Я не предполагал, что ты так тяжело воспримешь это, и…
Резким движением Остин поднял голову, и Джек заткнулся. Перед глазами у Остина плясали черные точки. Он сделал глубокий медленный вдох. Потом выдох. Так. Еще раз. Голова начала проясняться. Он осознал унижение — и опасность — того, что хлопнулся бы в обморок при Джеке. Одному Богу ведомо, каких частей собственного тела он не досчитался бы, когда пришел бы в себя. Если пришел бы.
— Это безумие, — проговорил он, глядя на брата. — Не могу поверить.
— Я не в силах был противиться, Осси. Она так хотела ребенка, и я… я просто сделал это. Заменил сперму ее мужа твоей до того, как врач начал процедуру.
— Непродуманно.
— Непродуманно. Меня стоит убить, я понимаю, но если бы ты присутствовал…
— То я бы категорически отказался! — отрезал Остин. — Сказал бы ей правду, как это следовало сделать тебе.
Джек вытаращил глаза и замотал головой:
— Нет-нет, я не могу сказать ей. Ты же сам говорил, что я тогда попаду в тюрьму…
— Ах вот как! — Остин поднялся со стула. — Ты этого заслуживаешь, гнусный проныра! Мы дадим миссис Вансдейл время доехать до дома, а потом ты снимешь трубку и позвонишь ей.
— И что я ей скажу? Что она родит ребенка от моего сводного брата? От совершенно чужого ей человека? — Джек расхохотался. — Да она упечет меня за решетку с головокружительной быстротой.
Вот именно, с головокружительной, подумал Остин, ибо у него самого голова уже кружилась. Он не испытывал сочувствия к брату. И он был совершенно чужим человеком для миссис Вансдейл: их весьма короткая встреча отнюдь не располагала к близким отношениям, а тем более к рождению общего ребенка, пусть даже внешность этой женщины восхищала его. Он не мог забыть, что она затеяла все ради денег. А он не желал — не желал! — чтобы у его ребенка была подобная мамочка.
— Ты ей все расскажешь!
— Остин, я…
— Джек!
Остин сделал угрожающий шаг вперед, и Джек поспешно кивнул:
— Хорошо-хорошо. Я ей сообщу.
Остин развернулся и на негнущихся ногах направился к двери.
— Куда ты?
— В сортир. И когда я оттуда вернусь, тебе лучше бы уже выучить наизусть твое сообщение.
Остин вышел и ринулся в ванную комнату — к живительной холодной воде.
Господи, как такое могло случиться? Он весь горел, главным образом из-за немыслимой сложности положения.

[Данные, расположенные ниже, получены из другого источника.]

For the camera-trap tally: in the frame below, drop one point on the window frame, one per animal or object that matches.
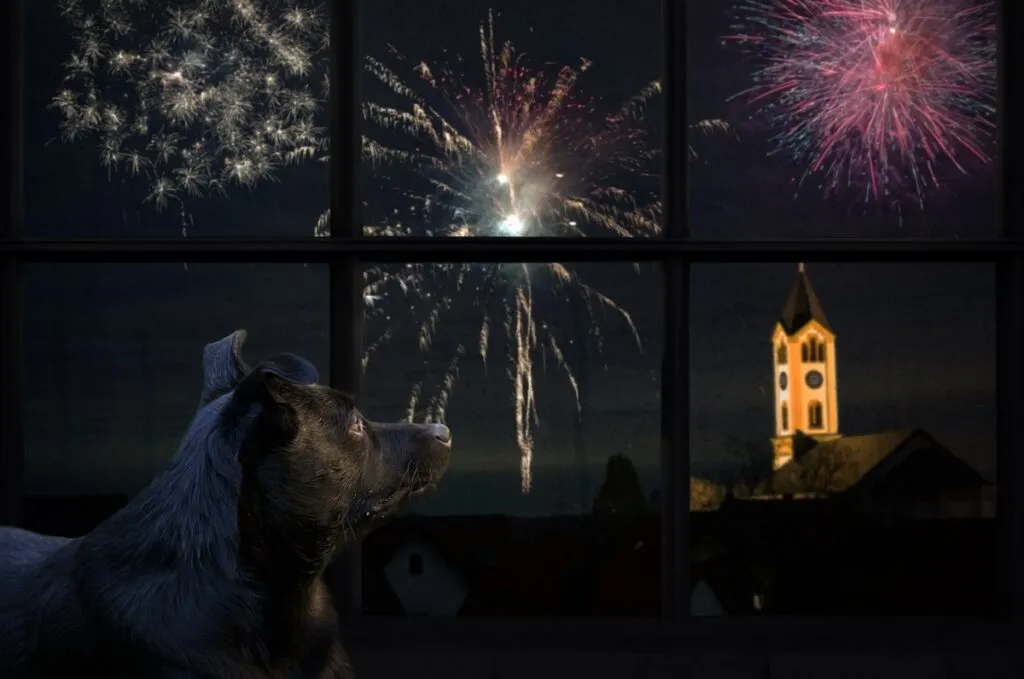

Подумать только, эта великолепная женщина беременна его ребенком и не знает об этом! Разочаруется ли она, выяснив, что отец ее чада не богатейший магнат, чьи предки приплыли в Америку на «Мейфлауэре»[3] , а всего лишь безработный художник? Он, разумеется, мог бы успокоить ее, показав свой банковский счет.
Однако он не собирался прикасаться к грязным деньгам, оставленным ему отцом, — ни ради нее, ни ради кого-либо другого. Пускай хоть сгниют в банке, ему до этого нет дела.
Остин заткнул пробкой раковину умывальника, наполнил ее до половины холодной водой и быстро ополоснул лицо и шею.
Эта женщина была богата, а он знал, что делают богачки со своими детьми. Они платят няньке, которая заботится о ребенке, укладывает его в постель, успокаивает и утешает его во время болезни. Потом, когда ребенок подрастает, его отправляют в дорогую частную школу в Швейцарии и окончательно забывают о нем.
Остин испытал это на себе. И Джек тоже. Еще детьми они поклялись, что никогда не будут так поступать со своими отпрысками. Остин схватил полотенце и вытер лицо. Зная его чувства, как мог Джек сделать такую глупость?
Остин вернулся в кабинет и, увидев дрожащую улыбку брата, сдвинул брови, сильно сомневаясь в том, что когда бы то ни было сможет простить Джеку его последнюю выходку.
— Ну?
Доктор уставился в стену, видимо, обнаружив на ней нечто весьма занимательное.
— Я позвоню ей и… сообщу, что нам надо поговорить об очень важных вещах. А ты ей сам все расскажешь.